Academic libraries works with institutional communities to participate in, support, and achieve the educational mission of their institutions, including evaluation and assessment of information literacy. (ACRL - Association of College and Research Libraries)
Information literacy standards are related specifically to Science and Engineering/Technology students, who are posed with the challenges of identifying, evaluating, and acquiring information from costly journals and sources that may require a working knowledge of software applications. (ACRL - Association of College and Research Libraries)
Information Literacy Standards are related specifically to Journalism students and professionals in this interdiscipliary and rapidly changing field of study. (ACRL - Association of College and Research Libraries)
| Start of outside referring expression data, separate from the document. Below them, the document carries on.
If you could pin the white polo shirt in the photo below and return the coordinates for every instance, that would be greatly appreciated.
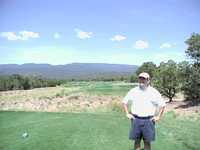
(144, 102)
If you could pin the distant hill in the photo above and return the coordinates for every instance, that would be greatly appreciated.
(76, 71)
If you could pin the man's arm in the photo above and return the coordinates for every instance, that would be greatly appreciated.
(128, 115)
(160, 114)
The ACRL (Association of College and Research Libraries) competency standards for information literacy requires that the student "recognize when information is needed and have the ability to locate, evaluate, and use effectively the needed information." The information literate individual is able to: 1. Determine the extent of information needed. 2. Access the needed information effectively and efficiently. 3. Evaluate information and its sources critically. 4. Use information effectively to accomplish a specific purpose. 5. Understand economic, legal, and social issues surrounding the use of information, and access and use information ethically and legally.
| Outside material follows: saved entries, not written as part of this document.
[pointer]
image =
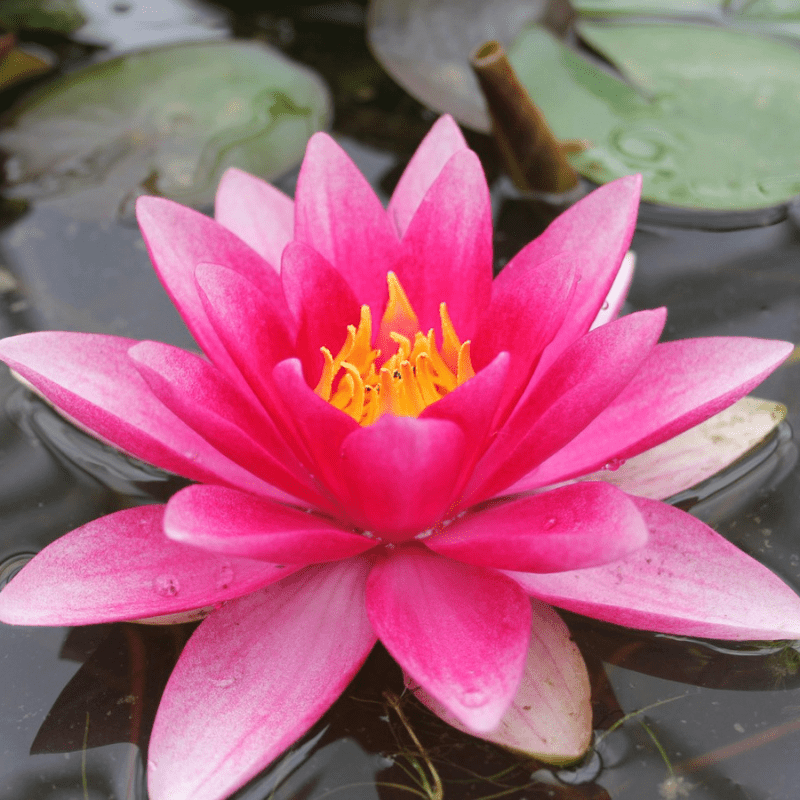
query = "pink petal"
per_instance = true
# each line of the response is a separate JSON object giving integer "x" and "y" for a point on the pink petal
{"x": 90, "y": 379}
{"x": 446, "y": 253}
{"x": 687, "y": 580}
{"x": 695, "y": 455}
{"x": 195, "y": 391}
{"x": 576, "y": 526}
{"x": 550, "y": 717}
{"x": 443, "y": 140}
{"x": 123, "y": 567}
{"x": 599, "y": 227}
{"x": 679, "y": 385}
{"x": 226, "y": 521}
{"x": 473, "y": 407}
{"x": 460, "y": 631}
{"x": 322, "y": 303}
{"x": 528, "y": 304}
{"x": 321, "y": 428}
{"x": 586, "y": 378}
{"x": 246, "y": 320}
{"x": 179, "y": 239}
{"x": 401, "y": 473}
{"x": 258, "y": 213}
{"x": 254, "y": 677}
{"x": 338, "y": 214}
{"x": 615, "y": 298}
Information literacy is included in identifying the five criteria for WASC acreditation of educational institutions. "A major component of the redesign is that institutions will be expected to demonstrate that their graduates have achieved the institution's stated level of proficiency at least in the following five areas stated in CFR 2.2a: written and oral communication, quantitative skills, critical thinking and information literacy.
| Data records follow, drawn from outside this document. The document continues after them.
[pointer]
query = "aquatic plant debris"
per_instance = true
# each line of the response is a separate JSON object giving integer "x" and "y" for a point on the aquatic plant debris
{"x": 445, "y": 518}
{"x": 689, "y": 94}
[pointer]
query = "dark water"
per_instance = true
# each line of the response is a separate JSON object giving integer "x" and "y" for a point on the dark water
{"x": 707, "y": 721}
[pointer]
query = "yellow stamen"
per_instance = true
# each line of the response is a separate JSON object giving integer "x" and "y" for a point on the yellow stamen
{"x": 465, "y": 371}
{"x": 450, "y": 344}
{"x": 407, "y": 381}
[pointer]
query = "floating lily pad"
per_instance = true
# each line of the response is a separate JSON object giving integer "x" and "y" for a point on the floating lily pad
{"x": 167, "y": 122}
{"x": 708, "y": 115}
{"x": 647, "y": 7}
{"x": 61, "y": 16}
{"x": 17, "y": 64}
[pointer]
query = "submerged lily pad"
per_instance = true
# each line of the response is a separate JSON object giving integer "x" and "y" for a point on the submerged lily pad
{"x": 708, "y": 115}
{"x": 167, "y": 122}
President Obama declared October 2009 as National Information Literacy Awareness Month, stating the following: "Every day, we are inundated with vast amounts of information. A 24-hour news cycle and thousands of global television and radio networks, coupled with an immense array of online resources, have challenged our long-held perceptions of information management. Rather than merely possessing data, we must also learn the skills necessary to acquire, collate, and evaluate information for any situation. This new type of literacy also requires competency with communication technologies, including computers and mobile devices that can help in our day-to-day decisionmaking. National Information Literacy Awareness Month highlights the need for all Americans to be adept in the skills necessary to effectively navigate the Information Age. Though we may know how to find the information we need, we must also know how to evaluate it."